What’s driving the huge rise in Australian water damage claims?

What’s driving the huge rise in Australian water damage claims? | Insurance Business

What’s driving the huge rise in Australian water damage claims?

This year’s floods in the Townsville area showed only too clearly just how much damage water can cause for business and property owners. However, it doesn’t always need such a dramatic event for leaks to seep into our lives and for the costs to mount up.

That point was illustrated last week when Chubb launched its latest Insight ReportGet Smart about Water Leaks. It highlighted a 72% rise in the size of property-related claims by Australian homeowners due to internal water damage over the last five years – the average water damage claim has leapt from $17,627 in 2014 through to $30,361 last year.

Now, water damage is making up 34% of all of Chubb Australia’s property-related claims – so Insurance Business reached out to Michelle O’Dowd, underwriting manager, Australia and New Zealand, personal lines, at Chubb, to find out what’s going on.

“There are a couple of key reasons for the increase in water damage claims in Australia,” she explained. “Firstly, modern living requires more plumbed-in appliances using flexi hoses, more bathrooms and laundries on upper levels of homes and more open-plan living spaces. The typical manufacturer’s warranty on a flexi hose (plastic tube with steel braid around it) is 10 years, so replacement should take place within this time by a licensed plumber.

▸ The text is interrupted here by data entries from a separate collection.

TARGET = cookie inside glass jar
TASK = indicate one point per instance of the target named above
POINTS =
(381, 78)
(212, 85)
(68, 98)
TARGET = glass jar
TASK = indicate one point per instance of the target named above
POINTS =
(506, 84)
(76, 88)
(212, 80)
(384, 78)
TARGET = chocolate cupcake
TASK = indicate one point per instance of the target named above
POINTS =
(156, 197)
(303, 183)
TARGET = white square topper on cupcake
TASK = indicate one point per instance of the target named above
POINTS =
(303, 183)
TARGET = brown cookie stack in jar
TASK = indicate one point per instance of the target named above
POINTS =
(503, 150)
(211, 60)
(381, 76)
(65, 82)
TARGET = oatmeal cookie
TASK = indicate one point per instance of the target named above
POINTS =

“And secondly, homeowners commonly focus on protecting their homes against fire and theft through locking devices, alarms systems and smoke detectors, while there is far less focus on protecting homes from water damage.”

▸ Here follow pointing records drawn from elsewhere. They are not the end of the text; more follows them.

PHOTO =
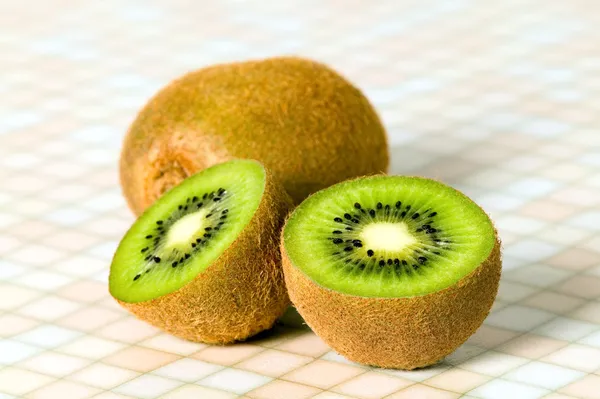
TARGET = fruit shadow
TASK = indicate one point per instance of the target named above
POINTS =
(289, 325)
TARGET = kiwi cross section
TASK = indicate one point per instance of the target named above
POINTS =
(388, 236)
(188, 230)
(183, 233)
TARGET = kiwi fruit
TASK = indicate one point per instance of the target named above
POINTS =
(203, 262)
(391, 271)
(308, 125)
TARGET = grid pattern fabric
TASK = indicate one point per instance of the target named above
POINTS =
(500, 99)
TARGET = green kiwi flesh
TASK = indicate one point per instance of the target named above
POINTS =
(186, 231)
(388, 237)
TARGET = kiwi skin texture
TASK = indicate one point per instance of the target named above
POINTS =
(302, 120)
(399, 333)
(241, 294)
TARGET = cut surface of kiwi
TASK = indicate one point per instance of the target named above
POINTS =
(203, 261)
(186, 231)
(391, 271)
(388, 237)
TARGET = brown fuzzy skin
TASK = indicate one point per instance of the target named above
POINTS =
(404, 333)
(308, 125)
(241, 294)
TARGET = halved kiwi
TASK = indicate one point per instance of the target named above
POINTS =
(203, 262)
(391, 271)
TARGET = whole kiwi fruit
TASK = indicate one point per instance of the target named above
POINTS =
(307, 124)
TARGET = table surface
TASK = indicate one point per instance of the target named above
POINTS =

The report itself highlights two claims examples that illustrate the extent of the damage that can be caused. In one of the cases, a family slept through an entire event and woke up to see a large part of their home ruined as a hot water pipe burst within the ceiling cavity of the ground floor lounge room. In another, the housekeeper of a long-term client with a historic home discovered water pouring out of a kitchen cupboard and found that it had spread across parquetry flooring in the open plan kitchen and leaked through the floor into the lower ground floor and basement. It was caused by a burst connection.
What the examples illustrate above all, however, is that damage can spread rapidly – and anyone can be hit.

“Water damage not only causes expensive damage to floors, carpets, furniture and ceilings, it often results in families having to vacate their homes for extended periods while repair work takes place,” said O’Dowd. “This can lead to large and unexpected increases in living expenses, which may or may not be claimable depending on the specific home insurance policy.”

Brokers trying to find the right policy for their clients may want to carefully examine the costs and duration provided for reasonable increases in living expenses – some policies may be available without limits.

Above all, however, they need to relay to their clients that the impact and cost of water damage losses is on the rise, and arm homeowners with useful information to protect their homes in the future – from shutting off valves when away, to regularly replacing flexi-hoses, and from maintaining bath/shower seals through to inspecting water lines for damage and corrosion.